History of SQLite in the Browser (2014) - me551ah
https://nolanlawson.com/2014/04/26/web-sql-database-in-memoriam/
======
Lx1oG-AWb6h_ZG0
I feel like there’s some missing context here: the late 2000s/early 2010s were
also when the nosql craze was really taking off: Cassandra was open sourced in
2008, MongoDB came out in 2009 and spawned the “MEAN stack” (remember that?)

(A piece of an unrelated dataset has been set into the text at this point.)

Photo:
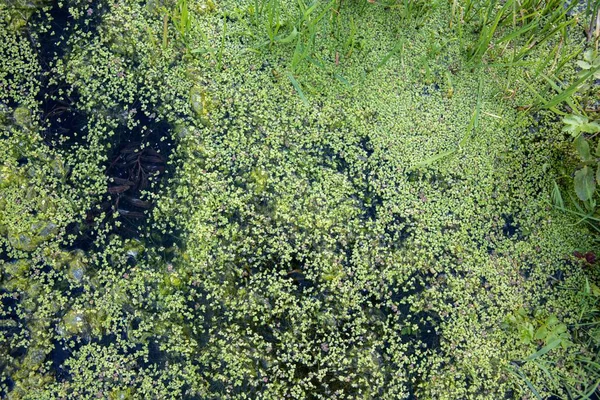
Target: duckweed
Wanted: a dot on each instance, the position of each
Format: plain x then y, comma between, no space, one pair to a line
377,227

Using SQL was extremely unfashionable then, so it’s no surprise that
developers at Mozilla/Oracle (and even Google and Microsoft) were not keen on
adding a sql stack.

------
Hackbraten
Please add (2014) to the title.

Back then, the latest plot twist in local storage hadn’t happened:
[https://www.theregister.com/2020/03/26/apple_relax_were_not_...](https://www.theregister.com/2020/03/26/apple_relax_were_not_totally/)

------
oldgregg
I really think this was more about crippling the browser experience to benefit
native apps and P2P apps. Supposedly Sqlite, which is widely revered as one of
the best engineered pieces of software maybe ever made, doesn't have an
"alternative implementation" so it can't be used, but some guy at ORACLE comes
up with a lackluster nosql solution and we're all good?! Not buying it...